Thanks a lot Paul. We ran into this issue because some nodes were running old WF version while some new.
While we are still testing wildfly 10 in our local environment, as I mentioned before we can't update wildfly 9 to wildfly 10 in production environment until next release cycle, I tried your suggestion in wildfly 9 i.e. remove FD and it seems to be working fine as of now. I also changed MERGE protocol from MERGE2 to MERGE3 as it is better i.e.

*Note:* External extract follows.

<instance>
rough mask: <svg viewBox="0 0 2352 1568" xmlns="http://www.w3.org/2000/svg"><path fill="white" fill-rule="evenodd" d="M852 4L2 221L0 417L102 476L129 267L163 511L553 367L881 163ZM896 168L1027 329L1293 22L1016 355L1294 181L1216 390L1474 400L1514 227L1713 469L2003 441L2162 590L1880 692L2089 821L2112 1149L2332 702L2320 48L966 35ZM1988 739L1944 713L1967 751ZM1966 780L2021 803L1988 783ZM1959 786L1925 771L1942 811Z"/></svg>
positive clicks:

<subsystem xmlns="urn:jboss:domain:jgroups:4.0">
<channels default="ee">
<channel name="ee" stack="tcp"/>
</channels>
<stacks default="tcp">
<stack name="tcp">
<transport type="TCP" socket-binding="jgroups-tcp"/>
<protocol type="TCPPING">
<property name="initial_hosts">
10.0.1.38[7600],10.0.1.32[7600],10.0.1.39[7600]
</property>
<property name="port_range">
0
</property>
</protocol>
<protocol type="MERGE3"/>
<protocol type="FD_SOCK" socket-binding="jgroups-tcp-fd"/>
<protocol type="VERIFY_SUSPECT"/>
<protocol type="pbcast.NAKACK2"/>
<protocol type="UNICAST3"/>
<protocol type="pbcast.STABLE"/>
<protocol type="pbcast.GMS">
<property name="join_timeout">
5000
</property>
</protocol>
<protocol type="MFC"/>
<protocol type="FRAG2"/>
<protocol type="RSVP"/>
</stack>
</stacks>
</subsystem>
However I am running into following stacktrace in some of the nodes in cluster running wildfly 9, which prevents any login or other activity in application server. Basically node just gets locked. Hope it is not because I removed FD and changed protocol from MERGE2 to MERGE3.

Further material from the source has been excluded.